Nah. Tatkala kita lihat "Penjelasan" atas UU Nomor 40 Tahun 1999 ini, ternyata pasal-16 hanya tertera : Cukup jelas.
Hal lain terkait modal asing pada perusahaan pers di Indonesia. Lihat pasal 11 UU Pers : "Penambahan modal asing pada perusahaan pers dilakukan melalui pasar modal".
Jika membalik ke "Penjelasan" UU Pers ini, untuk pasal-11, tercantum kalimat : Penambahan modal asing pada perusahaan pers dibatasi agar tidak mencapai saham mayoritas dan dilaksanakan sesuai dengan ketentuan peraturan perundang-undangan yang berlaku.
Terhadap Perpol No.3/2025 itu, berbagai pihak melihat dari sisi tertentu. Tujuan kehadiran Perpol ini diyakini agar pengawasan fungsional terhadap orang asing, dapat dilakukan dengan baik dan lebih efektif.
Tentu pihak lain dengan tujuan positif, berpendapat ada hal-hal yang perlu dikoordinasikan. Dibicarakan bersama. Sehingga tidak tumpang tindih. Termasuk misalnya orang asing yang dalam profesi pers dengan tujuan peliputan di Indonesia, tentu ada bentuk pengawasan khusus.
Di mancanegara. Pengawasan terhadap orang asing dalam profesi pers berlaku kebijakan khusus. Adalah biasa, jika kita mendengar visa yang diajukan tidak diterima alias ditolak, sehingga wartawan tak gagal meliput event atau suatu hal yang mereka anggap menarik.
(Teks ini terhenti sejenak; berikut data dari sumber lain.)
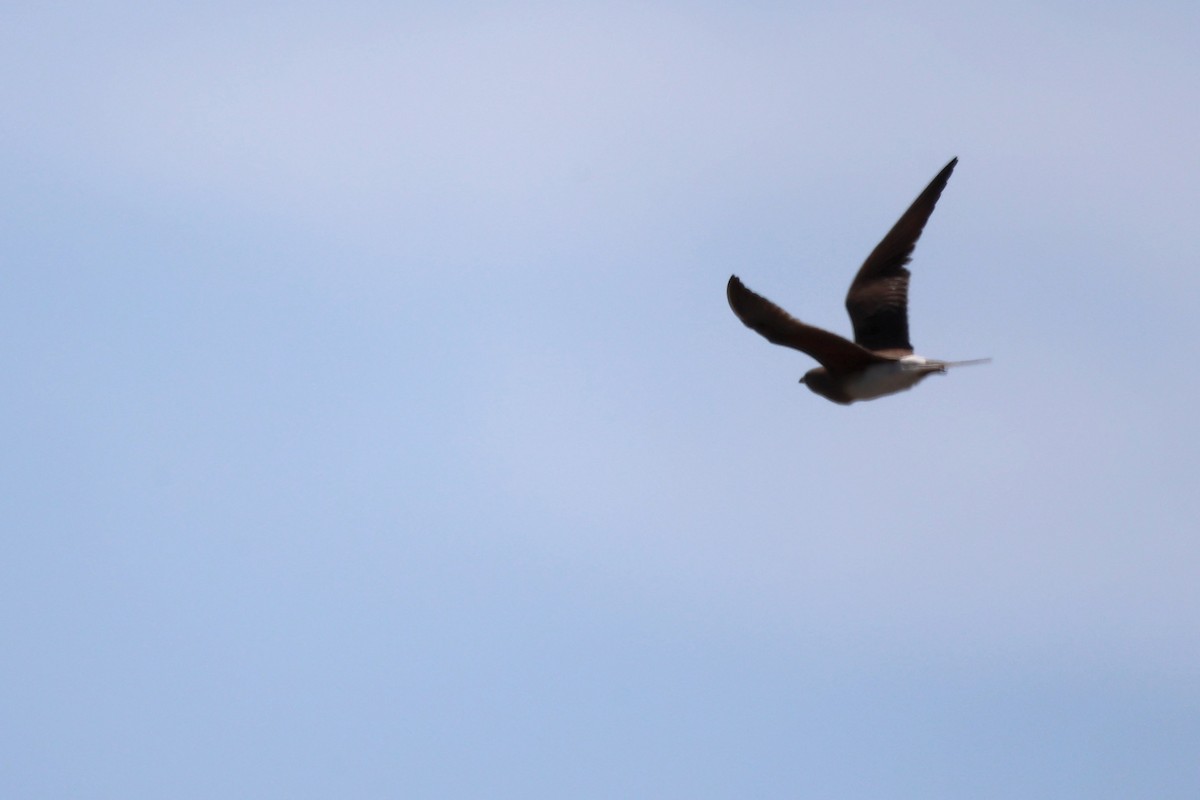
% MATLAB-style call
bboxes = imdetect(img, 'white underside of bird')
[846,355,991,401]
Pemberitahuan visa "tidak dapat diterima", tanpa alasan. Beberapa negara tak menyebut alasan spesifik bagi wartawan yang mengajukan visa. Bahkan dalam jangka waktu lama dinantikan, lalu muncul kabar bahwa visa tidak diterima. Kadangkala, konsulat tak menyebut visa ditolak. Begitulah, trik diplomasi.
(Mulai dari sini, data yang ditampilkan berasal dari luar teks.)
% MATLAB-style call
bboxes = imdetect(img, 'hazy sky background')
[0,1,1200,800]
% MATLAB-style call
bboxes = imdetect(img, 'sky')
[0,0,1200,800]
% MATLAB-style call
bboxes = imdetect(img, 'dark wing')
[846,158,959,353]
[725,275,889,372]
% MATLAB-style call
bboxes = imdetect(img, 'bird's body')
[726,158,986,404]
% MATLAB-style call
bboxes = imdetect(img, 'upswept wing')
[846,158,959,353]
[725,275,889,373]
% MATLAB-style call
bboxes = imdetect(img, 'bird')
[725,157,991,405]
Negara tertentu, tak mempersoalkan tentang lahirnya anggapan pers dunia bahwa negara itu membatasi kemerdekaan pers. Hal terpenting, kebijakan pemerintahnya tak ingin berita negatif dengan liputan wartawan pemohon visa tadi.
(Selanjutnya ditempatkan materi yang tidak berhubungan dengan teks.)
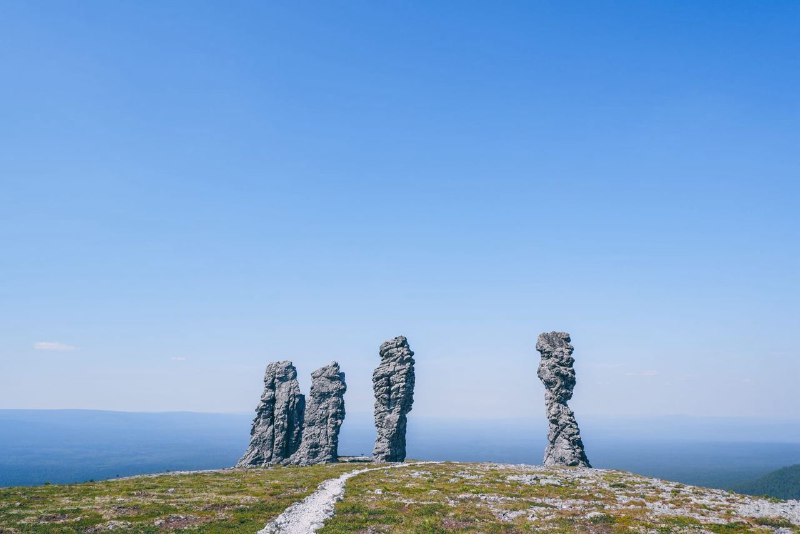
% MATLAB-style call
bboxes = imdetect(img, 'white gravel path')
[258,462,439,534]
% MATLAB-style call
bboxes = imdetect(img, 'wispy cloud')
[33,341,78,352]
[625,371,658,376]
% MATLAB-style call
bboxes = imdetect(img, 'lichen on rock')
[372,336,414,462]
[236,361,305,467]
[536,332,591,467]
[289,362,347,465]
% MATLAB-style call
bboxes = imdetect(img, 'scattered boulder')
[236,361,305,467]
[536,332,591,467]
[372,336,414,462]
[288,362,347,465]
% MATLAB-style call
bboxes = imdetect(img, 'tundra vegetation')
[0,463,800,534]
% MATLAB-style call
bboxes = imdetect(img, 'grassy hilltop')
[0,463,800,533]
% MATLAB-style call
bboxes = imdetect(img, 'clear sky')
[0,0,800,417]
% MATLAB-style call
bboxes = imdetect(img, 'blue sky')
[0,1,800,417]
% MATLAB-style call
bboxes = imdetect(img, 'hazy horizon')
[0,0,800,425]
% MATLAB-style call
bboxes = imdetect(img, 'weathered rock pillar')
[372,336,414,462]
[236,361,305,467]
[289,362,347,465]
[536,332,591,467]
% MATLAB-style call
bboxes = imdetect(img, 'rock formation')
[236,361,305,467]
[289,362,347,465]
[536,332,591,467]
[372,336,414,462]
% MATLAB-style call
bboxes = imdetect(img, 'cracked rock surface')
[289,362,347,465]
[236,361,305,467]
[372,336,414,462]
[536,332,591,467]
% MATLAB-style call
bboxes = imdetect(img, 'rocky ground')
[0,463,800,534]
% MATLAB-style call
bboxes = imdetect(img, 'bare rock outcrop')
[236,361,305,467]
[288,362,347,465]
[372,336,414,462]
[536,332,591,467]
Apalagi, jika di negara tersebut sedang bergolak isu politik, penggantian kepala negara, kerusuhan akibat situasi ekonomi anjlok dan hal lain tergolong sensitif.
Hal sama tatkala pengajuan visa, ternyata diketahui pemohon dalam profesi pers, meski tujuan menghadiri seminar atau ingin wisata spesial. Tak jarang, visa tidak dikabulkan.
Kesimpulan. Adalah biasa kebijakan negara-negara, dalam hal pengawasan terhadap orang asing, sangat variatif. Tergantung sikap pemerintah negara itu.
Juga sering muncul omelan publik. Visa diajukan dengan biaya tergolong besar, di atas satu juta rupiah.Namun, saat diberitahu visa ditolak, biaya itu tidak dikembalikan. Publik hanya menduga mungkin itulah biaya proses visa, mulai dari konsulat (konsulat jenderal) lalu di kedutaan dan ke ibu kota negaranya. Proses panjang dan biaya besar (?). Entahlah.
Bagi kalangan wartawan, hendaknya sejak awal memaklumi. Kalau pengajuan visa, siap mental jika dikabarkan visa tidak diterima (= ditolak).
Lain hal, tatkala menjadi undangan. Apalagi, jika lewat konsulat/kedutaan. Proses lancar. Karena, yang diundang memang sudah mereka seleksi atau sudah diketahui "siapa wartawan" ini. Kira-kira begitulah.